第71回国連総会

第71回国連総会とILO:権利を基盤とし、人を中心に据えた取り組みに向けた活動の増大を図る

記者発表 | 2016/09/19

 「持続可能な開発目標:皆が一丸となって私たちの世界を変えるために一押し」をテーマにニューヨークの国連本部で2016年9月13日に開幕した第71回国連総会は、2015年に採択された「持続可能な開発のための2030アジェンダ」の実現に向けて国際社会がこれまでに手がけた事項とこれからの活動を詳しく検討していくことになっています。議長に選出されたフィジーのピーター・トムソン大使は、就任に際しての宣誓で「本第71会期は、17の持続可能な開発目標すべての実施における進行を目撃する年としなくてはならない」と述べて決意を表明しました。

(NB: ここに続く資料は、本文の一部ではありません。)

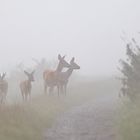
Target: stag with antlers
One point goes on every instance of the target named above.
(26, 86)
(51, 78)
(64, 76)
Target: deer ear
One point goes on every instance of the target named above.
(64, 57)
(33, 72)
(26, 72)
(3, 75)
(72, 60)
(59, 57)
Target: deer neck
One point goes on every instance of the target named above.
(69, 72)
(29, 82)
(59, 68)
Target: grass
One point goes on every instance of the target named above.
(129, 124)
(28, 121)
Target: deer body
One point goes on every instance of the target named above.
(3, 88)
(51, 78)
(64, 76)
(26, 86)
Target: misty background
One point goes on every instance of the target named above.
(89, 30)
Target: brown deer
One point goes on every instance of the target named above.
(26, 86)
(64, 76)
(51, 77)
(3, 88)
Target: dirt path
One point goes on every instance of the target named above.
(91, 121)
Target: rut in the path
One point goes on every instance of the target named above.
(92, 121)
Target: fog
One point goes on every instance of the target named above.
(89, 30)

 議長週間の冒頭を飾るものとして、9月19日には難民と移民に関するサミットが開かれ、国際的な対応を改善する青写真を定めることが予定されています。最も脆弱な集団の一つに数えられる移民は現在、世界人口の3%以上を占めると見られます。今年5月に発表された国連事務総長報告を討議のたたき台とするサミットは、国際的な人の流れの統治を強め、移民と難民の大きな動きにより良く対応し予測可能な仕組みを形成するまたとない機会を提供する画期的な瞬間であると言えます。このイベントを補足するものとして、アメリカのオバマ大統領も難民リーダーズ・サミットを主催し、各国政府が難民の悲哀に取り組む新たな公約を誓う場を提供する予定です。話し合いの優先事項には、進行中のシリア紛争とそれによって引き起こされた難民危機などが含まれると見られます。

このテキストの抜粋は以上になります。